Im Weltall hört dich keiner säen: Ridley Scott hat aus dem Stoff gerade keinen Film über die gähnende, bedrohliche Leere des Alls gedreht. Den hatte er 1979 schon mit "Alien" vorgelegt, einem Film, der elf Jahre nach Kubricks Weltall-Odyssee und zehn Jahre nach "Apollo 11" jeglichem "Auf ins All"-Enthusiasmus einen gehörigen Dämpfer verpasst hatte. Dass Science Fiction im Kino seitdem meist mit "Space Opera" übersetzt wurde und Fantasien vom konkreten Schritt der Menschheit ins All sich zuletzt oft auf melancholische Heimkehrer-Geschichten beschränkten (wie etwa Duncan Jones" "Moon", William Eubanks "Love", Alfonso Cuaróns "Gravity" und in mancher Hinsicht auch Christopher Nolans "Interstellar"), sagt viel aus über den Verlust an utopischem Potenzial der Science Fiction: Das All ist entweder der Schauplatz für Fantasy, die Magie in Technik übersetzt, oder ein Ort, aus dem man besser schnell wieder nach Hause zurückkehrt. Beide Vorstellungen werden, zumindest in astronomischen Maßstäben betrachtet, ein Problem, wenn in unserem Sonnensystem eines fernen Tages das Licht ausgeknipst wird.
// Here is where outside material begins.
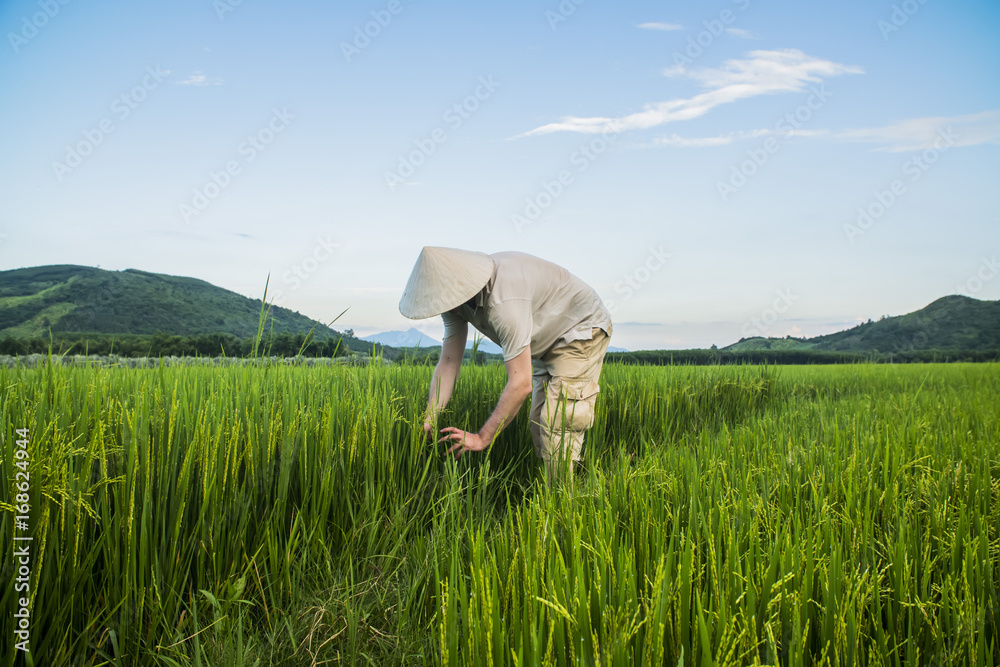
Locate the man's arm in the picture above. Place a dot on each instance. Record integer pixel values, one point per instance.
(445, 375)
(518, 388)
Ridley Scotts "Der Marsianer" ist nun, getreu der Vorlage, eine interessante Abweichung. Zwar handelt es sich ebenfalls um eine Heimkehrer-Geschichte, doch weder um eine melancholische, noch um eine romantisch verklärte: Der von Matt Damon gespielte Mark Watney ist eine von tieferen Reflektionen weitgehend unbeleckte Frohnatur, ein zwar sanft angenerdeter, im wesentlichen aber hemdsärmerliger Wissenschaftler-Typus, der sich seiner zunächst aussichtslosen Situation einerseits voll bewusst ist ("I"m pretty much fucked", lautet der erste Satz im Roman), ihr aber dennoch mit kühl wissenschaftlichem Blick begegnet, als sei die Frage nach dem Überleben einige Millionen Kilometer weit weg von zu Hause die Sache eines Rätsels, bei dessen Lösung sich unvermeidbare Rückschläge fast immer in sarkastische Galgenhumor-Sprüche übersetzen lassen.
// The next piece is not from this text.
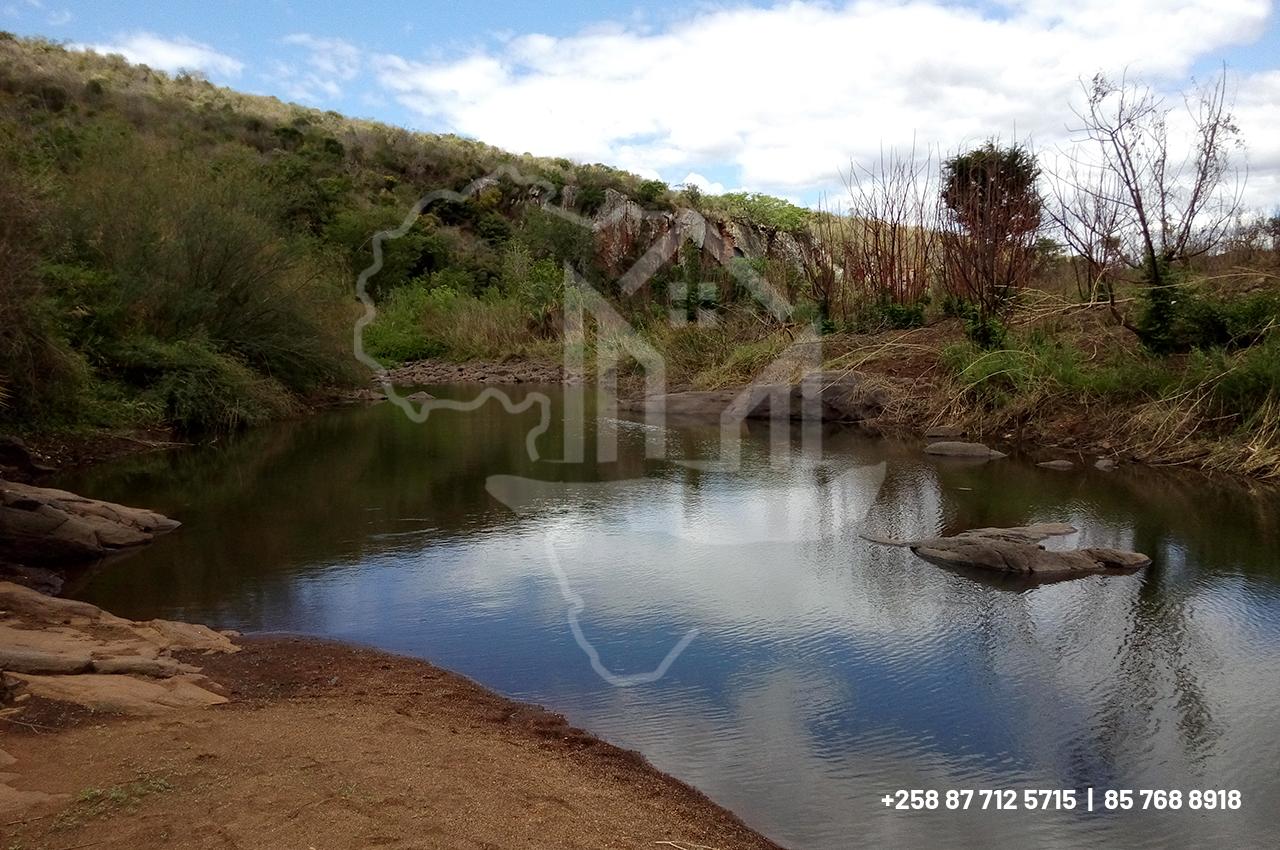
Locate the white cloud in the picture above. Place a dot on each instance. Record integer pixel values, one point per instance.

Was dabei entsteht, ist ein fast schon altmodischer, aber gelungener Abenteuer-Unterhaltungsfilm, der die im Roman gut funktionierende, von allerlei Kalorien- und Bakterienkalkulationen unterfütterte Agrikulturisierungsgeschichte gut genug beschrieben, um sie als faszinierende Survival-Weltaneignung im Kleinen zu betrachten. Dabei erschöpft sich "Der Marsianer" aber nicht "unfilmisch" im Erbsenzählen, sondern setzt im Medienwechsel gerade auf die Stärken audiovisuellen Erzählens (zu denen auch die Weglassung zählt: "7 Monate später", heißt es an einer Stelle lapidar). Im Buch ist das schon angelegt, in den Passagen der dritten Person etwa, wenn von der Erde aus Watneys Rettung organisiert wird: Für den Tonfall, das Timing und den Humor filmischer Blockbuster über Profis in Profi-Situationen hat Weir zwar ein exzellentes Gespür, doch sind diese Passagen die auch literarisch schwächsten, gerade weil sie sich so sehr als Drehbuch für einen Film verstehen. Scott wiederum übersetzt das in einen guten audivosuellen Flow: Endlich wieder ein Blockbuster, in dem nicht die ganze Welt gerettet und zu diesem Zweck ganze Städte auseinander gelegt werden - endlich geht es wieder um eine Situation, eine Herausforderung und Leute, die anpacken.

Auch politisch ist das von Reiz: Anders als der populäre Superheldenfilm, in dem die Rettung der Welt an ein Ensemble übermenschlicher Heilsfiguren delegiert wird (was man durchaus faschistisch finden kann), setzt "Der Marsianer" wie lange kein Krisen-Blockbuster mehr auf Kollaboration: Watney mag sein Überleben organisieren (wenngleich auch zusehends bloß durch Verstetigung der eigenen Existenz), aber er bewerkstelligt eben nicht seine eigene Rettung. Was auch der NASA nicht alleine gelingt und auch nicht der Missions-Crew, die sich auf dem mehrmonatigen Rückflug vom Mars zur Erde befindet und auf halber Strecke eine Entscheidung treffen muss. Vielmehr verzahnen sich diverse Kräfte: Hier USA, dort China, oben im All Watney und nicht allzu weit weg davon die Crew. Eindeutige Helden- oder Heldinnenfiguren gibt es nicht.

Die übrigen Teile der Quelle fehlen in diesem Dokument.